Journal of Histochemistry and Cytochemistry
- Discipline: Cell biology
- Language: English
- Edited by: Stephen M. Hewitt

Publication details
- History: 1953-present
- Publisher: SAGE Publications on behalf of The Histochemical Society (United States)
- Frequency: Monthly
- Open access: Delayed, after 12 months
- Impact factor: 4.137 (2021)

Standard abbreviations
- ISO 4: J. Histochem. Cytochem.

Indexing
- CODEN: JHCYAS
- ISSN: 0022-1554 (print) 1551-5044 (web)
- LCCN: a54002826

Links
- Journal homepage;

= Journal of Histochemistry and Cytochemistry =

The Journal of Histochemistry and Cytochemistry is a peer-reviewed scientific journal of cell biology established in 1953. It covers research in the structure and function of cells, tissues, and organs as well as components of development, differentiation, and disease, as well as microscopy and imaging techniques. The journal is the official publication of The Histochemical Society and is published by SAGE Publications. The editor-in-chief as of January 1, 2016 is Stephen M. Hewitt of the National Cancer Institute, National Institutes of Health, in Bethesda Maryland, USA. The immediate past editor-in-chief is John R. Couchman (University of Copenhagen). The journal is published online and in print monthly. Journal content is available for free after twelve months.

==History==
The Histochemical Society was founded in 1950 and at its 1951 meeting a committee tasked with creating a journal for histochemistry was appointed. The founding editor was Ralph D. Lillie and the first issue of the Journal of Histochemistry and Cytochemistry was published in January 1953.

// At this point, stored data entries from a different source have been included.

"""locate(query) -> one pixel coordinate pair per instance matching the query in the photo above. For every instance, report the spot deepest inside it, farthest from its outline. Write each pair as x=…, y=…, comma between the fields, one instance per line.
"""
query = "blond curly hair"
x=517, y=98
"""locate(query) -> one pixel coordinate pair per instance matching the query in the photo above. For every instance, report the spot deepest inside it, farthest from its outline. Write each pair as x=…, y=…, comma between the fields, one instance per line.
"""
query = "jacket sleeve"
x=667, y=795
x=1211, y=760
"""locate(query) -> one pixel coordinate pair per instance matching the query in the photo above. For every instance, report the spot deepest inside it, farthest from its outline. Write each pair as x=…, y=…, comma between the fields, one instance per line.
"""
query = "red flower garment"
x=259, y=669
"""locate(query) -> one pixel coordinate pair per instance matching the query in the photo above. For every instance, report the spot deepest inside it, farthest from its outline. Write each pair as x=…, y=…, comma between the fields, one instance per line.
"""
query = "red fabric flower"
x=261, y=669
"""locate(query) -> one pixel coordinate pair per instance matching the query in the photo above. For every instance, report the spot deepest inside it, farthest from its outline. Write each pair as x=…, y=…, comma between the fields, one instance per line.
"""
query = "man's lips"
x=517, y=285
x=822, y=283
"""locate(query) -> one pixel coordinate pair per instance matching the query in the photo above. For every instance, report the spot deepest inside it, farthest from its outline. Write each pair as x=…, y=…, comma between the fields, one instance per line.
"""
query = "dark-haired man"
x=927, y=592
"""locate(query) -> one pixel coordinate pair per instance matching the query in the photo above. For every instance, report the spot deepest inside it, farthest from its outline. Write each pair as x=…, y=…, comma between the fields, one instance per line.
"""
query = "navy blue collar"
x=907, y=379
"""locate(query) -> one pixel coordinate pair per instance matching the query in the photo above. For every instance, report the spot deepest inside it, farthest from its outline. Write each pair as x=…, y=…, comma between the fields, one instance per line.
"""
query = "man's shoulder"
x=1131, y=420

In 1997, the journal began publishing online through HighWire Press and beginning in 2004 began to digitize all of its back content. All content back to and including 1953 is now available online.

== Abstracting and indexing ==
The journal is abstracted and indexed in Scopus and the Social Sciences Citation Index. According to the Journal Citation Reports, its 2021 impact factor is 4.137.